We woke up the next morning with a hot shower and breakfast in the hotel before setting out to explore. Within 5 minutes of venturing out, we were both in heaven. The large main street in lakeside (part of Pokhara) is full of bustling shops selling the most wonderful array of clothing, traditional buddhist items such as singing bowls and prayer wheels, book shops, music shops, as well as the huge variety of restaurants. The most incredible part of Pokhara is the laid back and relaxed atmosphere, no touts, no horns, no tuktuks nothing but tranquility and the occasional sound of the Chillies coming from a nearby restaurant. We spent the day shopping, buying jumpers made from 100% yaks wool and traditional nepali hats, which felt like we were breaking the bank but I guess for a jumper and 3 hats for 1800 rupee isnt too bad, seeing as that comes to around 16 quid! In the evening we ventured out to find some food, by venturing out i mean going next door from our hotel to the better one which has a very chilled restaurant with guitars and drums you can play freely and great food. We did feel slightly cheeky walking outside and literally across the road but whatever, we now do it every single breakfast and as I write this we are relaxing across the road too. The hotel is called Peace Eye, which is recommended by the LP as the best budget hotel in town.

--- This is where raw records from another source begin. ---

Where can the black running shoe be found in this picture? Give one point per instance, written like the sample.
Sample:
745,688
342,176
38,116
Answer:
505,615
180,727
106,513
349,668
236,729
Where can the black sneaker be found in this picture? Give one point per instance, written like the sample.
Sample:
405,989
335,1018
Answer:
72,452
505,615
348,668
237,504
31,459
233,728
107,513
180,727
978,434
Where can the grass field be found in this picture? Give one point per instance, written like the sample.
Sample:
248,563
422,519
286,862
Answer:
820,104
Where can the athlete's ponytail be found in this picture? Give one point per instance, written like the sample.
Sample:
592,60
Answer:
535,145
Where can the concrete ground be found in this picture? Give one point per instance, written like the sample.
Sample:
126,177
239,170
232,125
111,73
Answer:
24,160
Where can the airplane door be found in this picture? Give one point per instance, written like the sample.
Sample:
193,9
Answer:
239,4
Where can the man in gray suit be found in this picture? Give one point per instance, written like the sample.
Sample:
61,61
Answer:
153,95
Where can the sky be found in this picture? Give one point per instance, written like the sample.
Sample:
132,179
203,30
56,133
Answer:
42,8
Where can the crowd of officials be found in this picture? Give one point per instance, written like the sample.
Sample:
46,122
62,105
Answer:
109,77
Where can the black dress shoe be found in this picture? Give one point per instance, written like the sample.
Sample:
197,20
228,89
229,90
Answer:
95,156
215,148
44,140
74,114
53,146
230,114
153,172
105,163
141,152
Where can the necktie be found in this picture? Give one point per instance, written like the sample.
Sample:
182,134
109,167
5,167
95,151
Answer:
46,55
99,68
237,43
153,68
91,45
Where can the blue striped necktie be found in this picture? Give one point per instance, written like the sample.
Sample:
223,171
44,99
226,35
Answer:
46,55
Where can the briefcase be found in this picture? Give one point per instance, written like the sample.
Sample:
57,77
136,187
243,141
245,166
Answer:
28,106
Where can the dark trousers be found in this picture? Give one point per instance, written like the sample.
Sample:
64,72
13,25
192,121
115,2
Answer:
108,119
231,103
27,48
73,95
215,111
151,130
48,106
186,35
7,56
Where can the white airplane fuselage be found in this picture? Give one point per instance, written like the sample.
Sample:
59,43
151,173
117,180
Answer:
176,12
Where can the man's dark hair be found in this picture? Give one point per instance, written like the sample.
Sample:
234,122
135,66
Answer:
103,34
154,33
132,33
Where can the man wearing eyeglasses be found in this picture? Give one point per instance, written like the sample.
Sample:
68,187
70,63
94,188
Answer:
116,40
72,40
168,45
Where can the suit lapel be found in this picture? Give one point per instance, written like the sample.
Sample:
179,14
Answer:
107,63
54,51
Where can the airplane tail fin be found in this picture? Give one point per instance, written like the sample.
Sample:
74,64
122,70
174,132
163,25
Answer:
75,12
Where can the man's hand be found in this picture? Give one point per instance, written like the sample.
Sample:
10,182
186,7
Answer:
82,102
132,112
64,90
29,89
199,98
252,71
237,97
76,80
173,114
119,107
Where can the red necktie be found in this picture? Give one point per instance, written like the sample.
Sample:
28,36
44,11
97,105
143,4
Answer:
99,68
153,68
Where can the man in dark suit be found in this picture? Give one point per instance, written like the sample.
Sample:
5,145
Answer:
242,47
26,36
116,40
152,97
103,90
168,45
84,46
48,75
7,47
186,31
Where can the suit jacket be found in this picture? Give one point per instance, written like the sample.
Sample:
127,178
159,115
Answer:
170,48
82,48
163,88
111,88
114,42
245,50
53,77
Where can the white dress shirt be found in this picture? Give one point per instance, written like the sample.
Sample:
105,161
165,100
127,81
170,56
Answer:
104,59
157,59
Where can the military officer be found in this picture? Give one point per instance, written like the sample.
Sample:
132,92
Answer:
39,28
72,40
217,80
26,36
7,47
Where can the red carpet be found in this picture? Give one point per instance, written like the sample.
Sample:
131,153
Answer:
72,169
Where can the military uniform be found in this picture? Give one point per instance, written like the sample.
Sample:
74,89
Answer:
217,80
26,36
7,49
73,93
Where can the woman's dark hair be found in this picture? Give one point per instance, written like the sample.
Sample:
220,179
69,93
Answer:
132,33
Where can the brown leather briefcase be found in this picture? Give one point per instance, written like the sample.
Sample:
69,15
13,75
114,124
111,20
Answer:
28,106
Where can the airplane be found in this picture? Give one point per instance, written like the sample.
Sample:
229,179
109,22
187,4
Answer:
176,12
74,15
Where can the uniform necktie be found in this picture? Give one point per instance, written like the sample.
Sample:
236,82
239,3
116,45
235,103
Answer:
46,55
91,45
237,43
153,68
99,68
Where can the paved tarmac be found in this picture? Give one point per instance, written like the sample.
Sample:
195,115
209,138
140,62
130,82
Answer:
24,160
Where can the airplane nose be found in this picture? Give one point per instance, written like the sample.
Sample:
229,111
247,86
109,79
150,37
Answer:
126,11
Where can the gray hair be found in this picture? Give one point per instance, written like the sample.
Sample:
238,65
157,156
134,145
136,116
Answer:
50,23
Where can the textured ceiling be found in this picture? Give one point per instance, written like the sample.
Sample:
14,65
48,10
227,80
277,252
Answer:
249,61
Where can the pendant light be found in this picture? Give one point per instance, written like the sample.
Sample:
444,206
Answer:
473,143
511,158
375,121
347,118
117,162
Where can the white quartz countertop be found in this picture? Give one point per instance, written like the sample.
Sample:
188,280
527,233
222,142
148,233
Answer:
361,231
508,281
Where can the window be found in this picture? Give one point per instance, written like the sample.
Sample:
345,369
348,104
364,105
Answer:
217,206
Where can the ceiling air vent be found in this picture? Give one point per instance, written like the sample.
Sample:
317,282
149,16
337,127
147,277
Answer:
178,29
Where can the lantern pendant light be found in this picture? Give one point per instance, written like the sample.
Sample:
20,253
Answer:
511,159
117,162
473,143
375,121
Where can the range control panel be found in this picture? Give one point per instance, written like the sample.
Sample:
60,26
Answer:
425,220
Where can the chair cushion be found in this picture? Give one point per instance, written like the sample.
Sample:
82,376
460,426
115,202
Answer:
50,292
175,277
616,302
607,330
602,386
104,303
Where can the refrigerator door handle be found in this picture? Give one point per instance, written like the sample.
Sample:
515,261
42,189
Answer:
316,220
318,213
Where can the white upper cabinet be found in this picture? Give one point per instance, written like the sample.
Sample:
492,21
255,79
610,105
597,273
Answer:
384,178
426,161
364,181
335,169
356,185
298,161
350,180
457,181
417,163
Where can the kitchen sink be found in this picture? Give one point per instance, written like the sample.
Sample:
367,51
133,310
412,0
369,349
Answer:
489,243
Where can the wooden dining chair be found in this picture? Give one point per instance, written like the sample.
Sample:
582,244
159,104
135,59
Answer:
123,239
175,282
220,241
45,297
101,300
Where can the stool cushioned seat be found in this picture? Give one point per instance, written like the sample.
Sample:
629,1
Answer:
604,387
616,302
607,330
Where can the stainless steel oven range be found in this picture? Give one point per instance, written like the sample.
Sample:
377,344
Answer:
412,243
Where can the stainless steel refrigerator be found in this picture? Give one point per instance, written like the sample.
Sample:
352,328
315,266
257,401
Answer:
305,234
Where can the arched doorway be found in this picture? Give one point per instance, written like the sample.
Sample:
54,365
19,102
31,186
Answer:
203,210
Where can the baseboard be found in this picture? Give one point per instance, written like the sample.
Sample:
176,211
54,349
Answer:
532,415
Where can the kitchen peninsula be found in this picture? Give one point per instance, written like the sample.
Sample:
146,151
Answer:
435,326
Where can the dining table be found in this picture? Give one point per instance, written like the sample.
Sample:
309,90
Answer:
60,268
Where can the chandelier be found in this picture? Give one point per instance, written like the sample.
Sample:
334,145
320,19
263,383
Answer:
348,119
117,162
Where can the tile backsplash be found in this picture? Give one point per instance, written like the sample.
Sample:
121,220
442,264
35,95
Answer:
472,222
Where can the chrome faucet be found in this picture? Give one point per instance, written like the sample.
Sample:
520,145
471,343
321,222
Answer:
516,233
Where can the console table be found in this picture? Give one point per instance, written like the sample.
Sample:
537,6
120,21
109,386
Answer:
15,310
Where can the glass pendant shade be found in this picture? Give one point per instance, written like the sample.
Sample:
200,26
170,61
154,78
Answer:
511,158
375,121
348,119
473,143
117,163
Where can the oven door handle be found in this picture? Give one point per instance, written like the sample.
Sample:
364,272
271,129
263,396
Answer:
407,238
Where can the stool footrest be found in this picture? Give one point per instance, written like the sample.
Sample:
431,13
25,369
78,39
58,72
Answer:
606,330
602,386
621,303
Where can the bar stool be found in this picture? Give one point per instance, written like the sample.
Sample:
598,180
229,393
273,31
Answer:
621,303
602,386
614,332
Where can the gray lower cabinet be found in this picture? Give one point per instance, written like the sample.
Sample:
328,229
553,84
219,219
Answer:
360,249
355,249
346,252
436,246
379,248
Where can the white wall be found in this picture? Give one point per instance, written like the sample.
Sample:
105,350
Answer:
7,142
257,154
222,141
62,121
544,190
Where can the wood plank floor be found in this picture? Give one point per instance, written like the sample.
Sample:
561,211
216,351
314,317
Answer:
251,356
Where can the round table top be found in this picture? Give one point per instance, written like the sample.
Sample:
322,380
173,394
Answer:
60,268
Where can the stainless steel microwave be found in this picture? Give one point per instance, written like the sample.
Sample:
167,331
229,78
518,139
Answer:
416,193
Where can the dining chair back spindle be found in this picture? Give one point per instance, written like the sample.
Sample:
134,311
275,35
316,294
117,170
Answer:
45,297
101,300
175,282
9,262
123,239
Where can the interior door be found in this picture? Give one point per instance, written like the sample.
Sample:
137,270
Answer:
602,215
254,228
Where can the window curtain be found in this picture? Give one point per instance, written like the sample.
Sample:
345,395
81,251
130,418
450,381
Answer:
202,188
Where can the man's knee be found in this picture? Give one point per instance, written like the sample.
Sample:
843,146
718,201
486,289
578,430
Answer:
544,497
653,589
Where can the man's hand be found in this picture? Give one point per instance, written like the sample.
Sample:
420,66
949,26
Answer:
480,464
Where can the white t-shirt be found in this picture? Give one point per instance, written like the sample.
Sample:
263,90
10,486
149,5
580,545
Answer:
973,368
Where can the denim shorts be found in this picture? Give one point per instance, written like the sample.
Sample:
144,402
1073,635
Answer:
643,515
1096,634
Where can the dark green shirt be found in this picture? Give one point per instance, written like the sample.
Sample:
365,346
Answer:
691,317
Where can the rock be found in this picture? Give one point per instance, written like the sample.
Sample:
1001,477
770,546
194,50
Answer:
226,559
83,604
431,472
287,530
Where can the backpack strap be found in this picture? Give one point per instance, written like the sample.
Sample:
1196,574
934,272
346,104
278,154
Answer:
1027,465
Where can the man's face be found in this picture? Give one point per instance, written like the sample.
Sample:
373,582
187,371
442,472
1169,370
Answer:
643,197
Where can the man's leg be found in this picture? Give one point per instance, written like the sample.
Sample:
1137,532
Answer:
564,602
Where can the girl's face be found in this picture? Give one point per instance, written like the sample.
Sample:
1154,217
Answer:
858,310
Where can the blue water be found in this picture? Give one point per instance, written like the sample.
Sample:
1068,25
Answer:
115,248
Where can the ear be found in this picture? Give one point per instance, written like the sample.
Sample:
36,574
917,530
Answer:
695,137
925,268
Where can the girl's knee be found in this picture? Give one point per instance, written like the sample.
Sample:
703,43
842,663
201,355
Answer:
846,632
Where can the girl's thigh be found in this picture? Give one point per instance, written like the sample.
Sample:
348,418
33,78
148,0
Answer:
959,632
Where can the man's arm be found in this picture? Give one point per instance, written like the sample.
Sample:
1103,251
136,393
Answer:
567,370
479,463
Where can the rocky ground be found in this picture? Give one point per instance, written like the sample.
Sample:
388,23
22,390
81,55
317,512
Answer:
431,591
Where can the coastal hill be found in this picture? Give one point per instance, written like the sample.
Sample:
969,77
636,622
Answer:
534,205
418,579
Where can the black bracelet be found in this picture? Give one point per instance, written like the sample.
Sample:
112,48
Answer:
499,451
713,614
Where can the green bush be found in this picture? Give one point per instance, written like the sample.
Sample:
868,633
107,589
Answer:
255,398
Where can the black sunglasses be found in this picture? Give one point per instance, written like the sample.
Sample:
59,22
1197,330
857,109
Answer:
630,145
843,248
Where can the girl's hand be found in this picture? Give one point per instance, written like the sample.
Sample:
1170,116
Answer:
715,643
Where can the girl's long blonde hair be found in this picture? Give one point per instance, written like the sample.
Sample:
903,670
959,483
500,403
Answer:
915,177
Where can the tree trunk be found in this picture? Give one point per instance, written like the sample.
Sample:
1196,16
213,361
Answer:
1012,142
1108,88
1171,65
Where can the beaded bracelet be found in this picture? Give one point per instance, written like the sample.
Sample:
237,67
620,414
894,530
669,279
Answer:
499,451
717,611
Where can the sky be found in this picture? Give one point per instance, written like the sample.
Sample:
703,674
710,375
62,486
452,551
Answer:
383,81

The following day we spent finding out what to do in Pokhara and a bit more window shopping. We then took out a boat on the Phewa Tal lake for 3 hours, soaking up the rays and reading up on the famous Ghurka soldiers. That evening we went to the LemonTree restaurant and had our first carnivorous meal in over 2 weeks, relief! James had a locally caught fish from the Phewa Tal lake, whereas Tim had the Chicken sizzler, which literally sizzled as it was brought to the table.
The next few days should be good fun doing some hill treks to specific points around Pokhara, bit more shopping - Tim's going buy a few Khukuri knives - also going on an hours paragliding flight over the Himalayas!!!